The hunter who found the remains said they were covered in bloody bedding.

Dr. Russell Deidiker, a forensic pathologist in Farmington who testified at Fritz 's preliminary hearing in September 2010, said the amount of blood found in the bedroom of the home that Fritz and Gillibrand shared, along with the lack of a blood trail from that room, led him to conclude that she was killed in that room and the case was a homicide.

Investigators also found a bullet in the bedroom. Recordings of two calls between the Rolla 911 center and Fritz also were played in that September 2010 hearing. Officials made the calls after they found Gillibrand's purse in a trash bin in Rolla.

In the calls, the voice identified as Fritz told authorities he had seen Gillibrand on the morning of June 8, 2010, and that she was OK.

He also told authorities that Gillibrand intentionally had changed the pass code on her cell phone, because they had been going through some problems.

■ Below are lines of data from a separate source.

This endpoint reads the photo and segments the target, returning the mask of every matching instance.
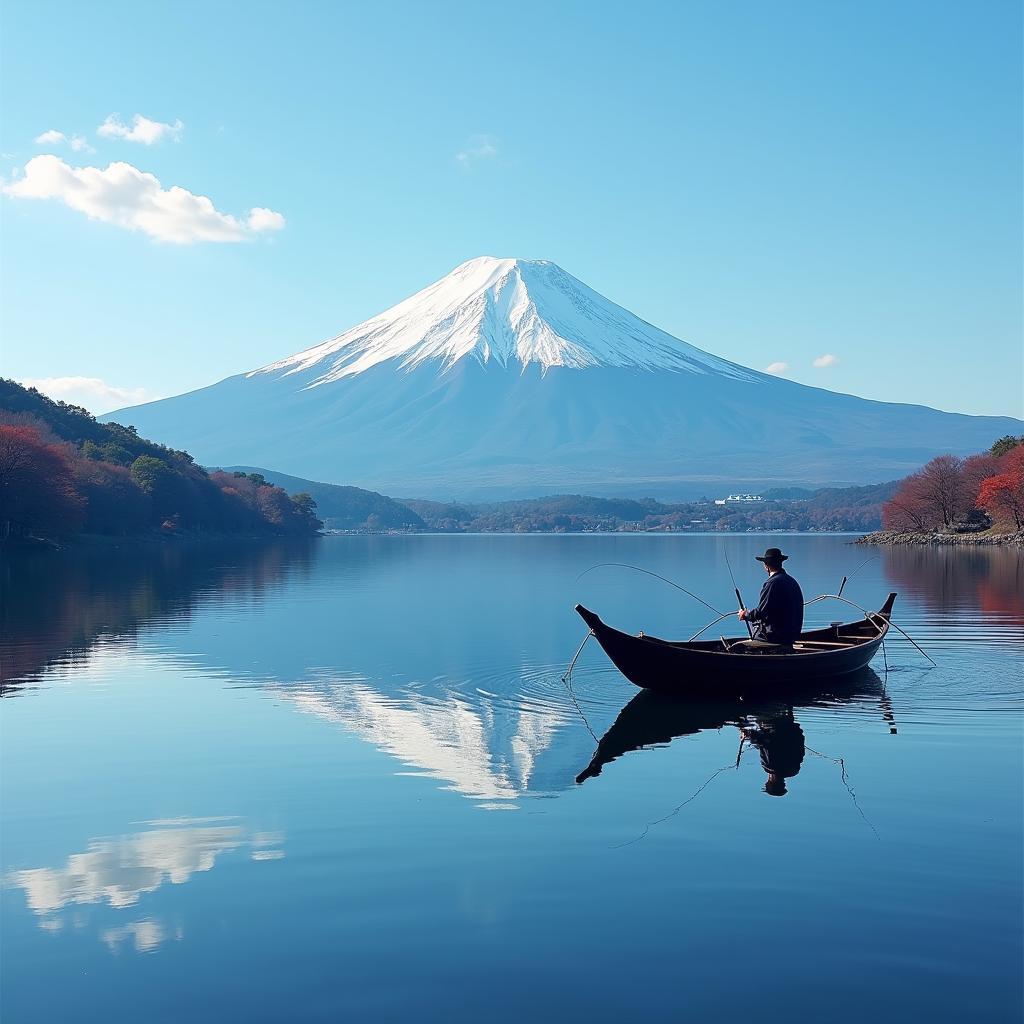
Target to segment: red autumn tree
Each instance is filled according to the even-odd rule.
[[[996,455],[990,455],[988,452],[982,452],[980,455],[970,455],[964,459],[961,472],[963,473],[964,486],[973,505],[977,500],[978,491],[981,490],[982,480],[1002,472],[1002,460]]]
[[[922,470],[925,500],[947,529],[959,522],[974,505],[964,476],[964,460],[956,455],[940,455]]]
[[[1024,529],[1024,446],[1011,449],[999,462],[1001,472],[981,482],[978,507],[997,526]]]
[[[964,460],[939,455],[903,481],[882,509],[882,525],[887,530],[948,530],[973,508],[974,497]]]
[[[0,426],[0,536],[67,536],[84,513],[63,449],[32,427]]]
[[[898,532],[932,530],[938,525],[935,510],[928,501],[920,472],[911,473],[899,490],[882,506],[882,528]]]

In the call, Fritz said the problems were over money and that Gillibrand owed the IRS more than $38,000.

Fritz also said he didn't think she was in any danger and that she was a free spirit. Fritz's mother, Carol Leick, testified they were on vacation the last time she talked with Gillibrand.

Leick said Gillibrand had been dealing with depression issues. Leick testified that she and her husband were concerned that, at some time, their grandson could come home and find his mother dead.